La princesse en a ras le bol. Carine Vanni Mantegna, épouse du prince Giuseppe Vanni Calvello Mantegna di Gangi, est sur le point de tout envoyerpromener : la Sicile, Palerme et son beau palais Gangi, 8 000 mètres carrés situés au cœur de la ville. Ce dernier passe pour être un des plus beaux et des plus authentiques témoignages du rococo sicilien. C’était l’avis de Luchino Visconti qui y tourna la plus fameuse scène de bal du cinéma mondial dansLe Guépard (1963). Angelica (Claudia Cardinale) au prince Fabrizio Salina (Burt Lancaster) dans la version française : « J’avais entendu dire que vous étiez un bon danseur, prince. » Lui : « Je suis désolé de t’avoir causé une déception. » Elle : « Vous êtes beaucoup plus qu’un bon danseur, vous êtes un danseur merveilleux… Oui, vraiment merveilleux… »
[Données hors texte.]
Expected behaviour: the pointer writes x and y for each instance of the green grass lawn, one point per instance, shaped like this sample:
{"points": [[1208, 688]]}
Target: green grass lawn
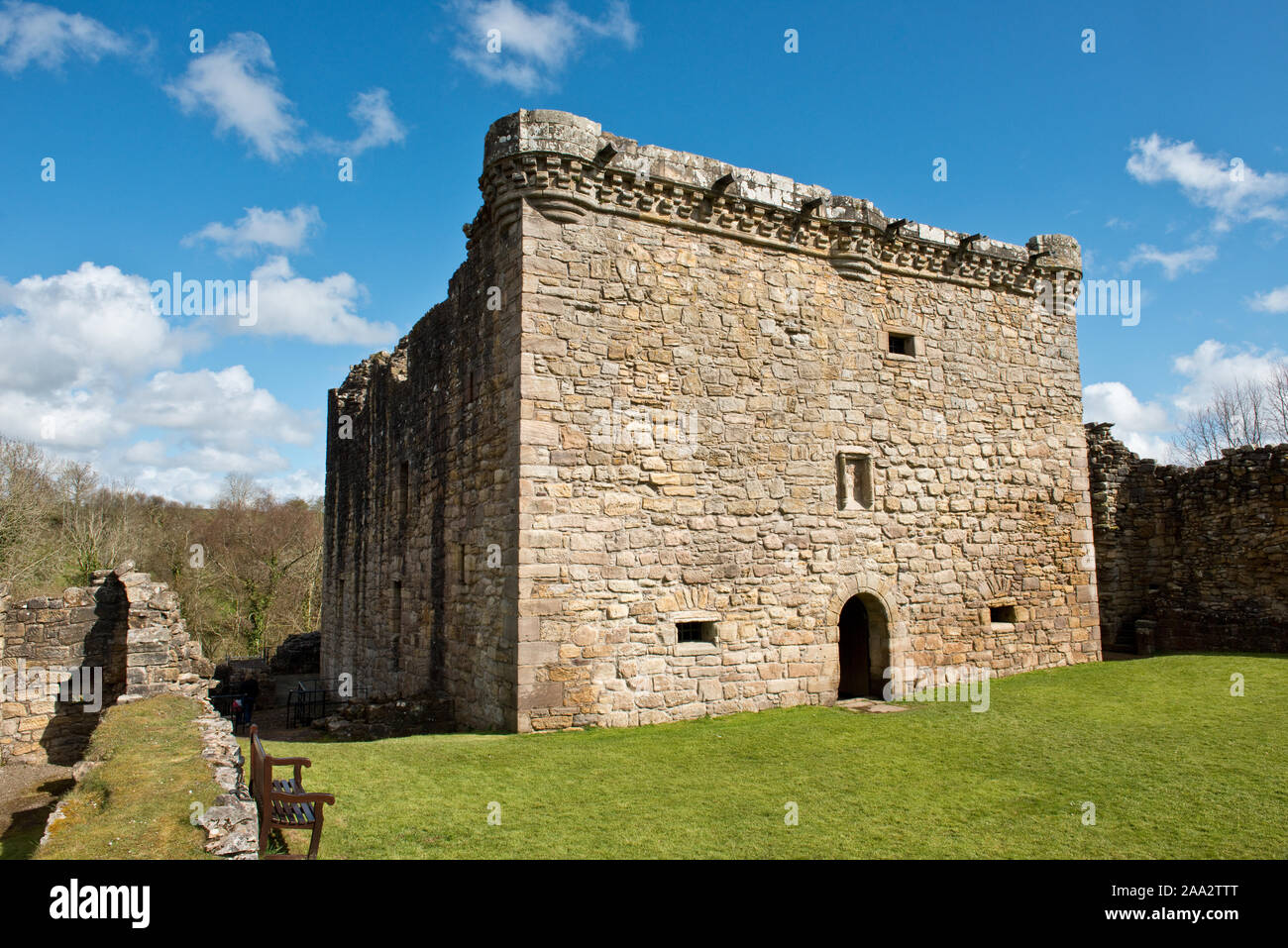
{"points": [[1175, 766]]}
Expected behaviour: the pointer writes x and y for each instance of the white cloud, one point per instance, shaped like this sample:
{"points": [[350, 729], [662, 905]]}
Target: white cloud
{"points": [[1176, 262], [89, 327], [1115, 402], [34, 34], [1235, 192], [1215, 365], [259, 230], [535, 47], [1271, 301], [237, 82], [320, 311], [215, 408], [1142, 427], [376, 119], [90, 373]]}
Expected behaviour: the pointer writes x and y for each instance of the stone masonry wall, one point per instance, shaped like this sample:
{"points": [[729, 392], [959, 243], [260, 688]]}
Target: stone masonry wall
{"points": [[124, 625], [445, 526], [1198, 552], [754, 359]]}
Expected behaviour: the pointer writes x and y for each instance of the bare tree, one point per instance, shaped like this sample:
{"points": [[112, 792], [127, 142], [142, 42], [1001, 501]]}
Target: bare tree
{"points": [[1245, 414]]}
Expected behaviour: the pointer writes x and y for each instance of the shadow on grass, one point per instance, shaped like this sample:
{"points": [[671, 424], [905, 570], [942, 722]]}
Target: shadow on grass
{"points": [[27, 824]]}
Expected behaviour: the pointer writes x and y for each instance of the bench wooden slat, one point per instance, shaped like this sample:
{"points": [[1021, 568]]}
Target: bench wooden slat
{"points": [[283, 802]]}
Le 26 mai, dans un entretien au Corriere Della Sera, la princesse Carine, une Française d’origine lyonnaise et haut-savoyarde, a en effet menacé de tout vendre : le palais – ses dorures, ses tableaux, ses voûtes ornées de fresques, sa galerie des glaces, son double escalier, ses pavements de céramique – appartient à la famille de son époux depuis sa construction en 1652.

« Je déteste Palerme et je ne la supporte qu’à cause de cette baraque ! » La princesse Carine Vanni Mantegna

Le coupable ? L’ancien président du Conseil Mario Monti qui, arrivé au pouvoir en 2011 en pleine crise financière, a rétabli l’impôt sur la résidence principale, qu’elle soit ou non historique. Le couple princier, qui a investi 4 millions d’euros en vingt ans pour maintenir le palais en état, ne bénéficie d’aucune détaxation et encore moins d’aides.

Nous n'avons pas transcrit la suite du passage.